The Commission has already considered the likelihood that foreign dealing entities will cease using U.S. personnel to avoid Title VII requirements (such as security-based swap dealer registration).[996] The Commission continues to believe that market fragmentation that results from relocation of personnel is less likely because foreign dealing entities that elect to use such a strategy to avoid regulatory reporting requirements under Title VII also would bear the costs of restructuring their operations and potentially forgoing the benefits of access to local expertise in security-based swaps that are traded in the U.S. market.[997] Furthermore, the Commission believes that the amendments adopted herein, by extending Regulation SBSR to a small set of ANE transactions involving only non-U.S. persons and assigning the duty for reporting them, will impose only marginal burdens on platforms and registered broker-dealers.

3. Capital Formation

The amendments adopted herein could affect capital formation by affecting the transparency, liquidity, and stability of the market in which issuers seek capital. In the Regulation SBSR Adopting Release, the Commission identified benefits associated with the regulatory reporting and public dissemination of security-based swaps, such as increased transparency, improved liquidity, and greater market stability.[998] The Regulation SBSR Adopting Release did not impose any requirements on transactions between unregistered non-U.S. persons, even if one side was engaging in ANE activity. The amendments adopted in this release, by extending Regulation SBSR to all ANE transactions, should extend the benefits of regulatory reporting and public dissemination to all ANE transactions, which in turn could lead to more efficient allocation of capital by market participants and market observers.

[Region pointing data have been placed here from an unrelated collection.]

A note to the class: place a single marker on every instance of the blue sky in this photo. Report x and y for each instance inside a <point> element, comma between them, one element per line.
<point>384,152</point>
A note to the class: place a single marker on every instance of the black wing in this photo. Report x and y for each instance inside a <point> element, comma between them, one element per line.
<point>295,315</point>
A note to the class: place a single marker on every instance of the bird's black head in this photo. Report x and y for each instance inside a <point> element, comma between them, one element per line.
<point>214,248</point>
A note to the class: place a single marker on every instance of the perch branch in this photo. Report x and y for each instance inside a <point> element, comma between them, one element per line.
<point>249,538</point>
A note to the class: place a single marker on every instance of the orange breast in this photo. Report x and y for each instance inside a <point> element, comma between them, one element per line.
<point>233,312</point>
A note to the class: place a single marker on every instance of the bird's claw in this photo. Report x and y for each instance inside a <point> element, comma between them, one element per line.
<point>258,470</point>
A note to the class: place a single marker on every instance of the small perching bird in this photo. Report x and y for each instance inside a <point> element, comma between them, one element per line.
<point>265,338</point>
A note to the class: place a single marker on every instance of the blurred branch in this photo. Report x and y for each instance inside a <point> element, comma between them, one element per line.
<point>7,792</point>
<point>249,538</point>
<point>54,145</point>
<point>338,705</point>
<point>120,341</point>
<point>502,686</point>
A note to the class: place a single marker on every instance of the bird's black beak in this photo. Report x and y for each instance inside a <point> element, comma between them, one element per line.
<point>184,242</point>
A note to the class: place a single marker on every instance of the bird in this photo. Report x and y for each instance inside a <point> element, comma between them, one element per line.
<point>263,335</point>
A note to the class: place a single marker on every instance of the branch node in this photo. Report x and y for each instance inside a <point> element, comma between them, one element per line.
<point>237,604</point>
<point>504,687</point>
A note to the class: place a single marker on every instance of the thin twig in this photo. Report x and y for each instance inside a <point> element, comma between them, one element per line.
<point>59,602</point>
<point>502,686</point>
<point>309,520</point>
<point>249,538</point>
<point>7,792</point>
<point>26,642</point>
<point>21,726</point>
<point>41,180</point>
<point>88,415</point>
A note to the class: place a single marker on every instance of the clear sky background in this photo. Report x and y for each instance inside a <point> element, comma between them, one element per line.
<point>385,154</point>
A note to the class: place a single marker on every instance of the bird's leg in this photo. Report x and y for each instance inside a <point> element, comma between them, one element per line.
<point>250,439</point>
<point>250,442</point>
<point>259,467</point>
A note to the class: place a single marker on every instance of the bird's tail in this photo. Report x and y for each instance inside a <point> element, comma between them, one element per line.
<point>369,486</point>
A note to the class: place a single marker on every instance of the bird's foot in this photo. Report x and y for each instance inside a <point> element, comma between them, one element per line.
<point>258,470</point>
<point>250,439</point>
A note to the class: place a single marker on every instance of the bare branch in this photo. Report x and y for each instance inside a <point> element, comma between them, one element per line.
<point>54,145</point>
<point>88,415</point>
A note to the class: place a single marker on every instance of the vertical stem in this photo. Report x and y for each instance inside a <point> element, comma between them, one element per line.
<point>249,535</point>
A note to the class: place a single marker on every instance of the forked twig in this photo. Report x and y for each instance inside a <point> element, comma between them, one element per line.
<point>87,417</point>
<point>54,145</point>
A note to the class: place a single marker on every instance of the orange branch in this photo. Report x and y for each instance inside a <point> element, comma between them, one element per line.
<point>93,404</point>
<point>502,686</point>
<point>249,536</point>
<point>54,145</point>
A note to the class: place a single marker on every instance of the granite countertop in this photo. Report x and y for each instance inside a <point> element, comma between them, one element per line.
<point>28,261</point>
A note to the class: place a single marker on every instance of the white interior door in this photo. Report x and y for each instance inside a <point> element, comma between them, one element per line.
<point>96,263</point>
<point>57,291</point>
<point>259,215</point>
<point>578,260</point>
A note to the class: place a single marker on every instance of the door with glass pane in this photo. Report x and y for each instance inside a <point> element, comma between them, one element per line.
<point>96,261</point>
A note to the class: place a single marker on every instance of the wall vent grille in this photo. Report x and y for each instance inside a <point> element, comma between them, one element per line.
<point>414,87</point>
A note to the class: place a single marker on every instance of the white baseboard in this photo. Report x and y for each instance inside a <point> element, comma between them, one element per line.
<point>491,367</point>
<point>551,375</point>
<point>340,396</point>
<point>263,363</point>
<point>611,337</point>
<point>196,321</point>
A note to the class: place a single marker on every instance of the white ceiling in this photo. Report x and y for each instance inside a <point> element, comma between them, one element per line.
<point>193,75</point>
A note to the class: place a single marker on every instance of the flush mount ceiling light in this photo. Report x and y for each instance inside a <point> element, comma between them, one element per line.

The Commission recognizes that the amendments to Rules 901 and 908 adopted herein could impede capital formation by fragmenting the security-based swap market. As discussed in Section XIII(H)(2), supra, fragmentation of the security-based swap market could occur if market participants restructure their business activities by moving their personnel and operations offshore or restrict the counterparties to whom such persons may provide services. Such actions could impede capital formation because resources that market participants expend to restructure would not be available for investing in productive assets. Furthermore, fragmentation could create two separate security-based swap markets: A U.S. security-based swap market and an off-shore security-based swap market.[999] If fragmentation reduces the pool of market participants in the U.S. market, the market could experience lower trading activity and liquidity which in turn could reduce the ability of U.S. market participants to hedge financial and commercial risks and force them to put more resources into precautionary savings instead of investing those resources into productive assets.

However, as the Commission noted in Section XIII(H)(2), supra, the amendments adopted herein, by extending Regulation SBSR to all ANE transactions, will impose only marginal burdens on foreign dealing entities. The Commission does not believe that these limited burdens will cause foreign dealing entities to restructure their operations and fragment the security-based swap market such that capital formation would be adversely affected.

XIV. Regulatory Flexibility Act Certification

The Regulatory Flexibility Act (“RFA”) requires federal agencies, in promulgating rules, to consider the impact of those rules on small entities. Section 603(a) of the Administrative Procedure Act,[1000] as amended by the RFA, generally requires the Commission to undertake a regulatory flexibility analysis of all proposed rules, or proposed rule amendments, to determine the impact of such rulemaking on “small entities.” [1001] Section 605(b) of the RFA [1002] states that this requirement shall not apply to any proposed rule or proposed rule amendment which, if adopted, would not have a significant economic impact on a substantial number of small entities.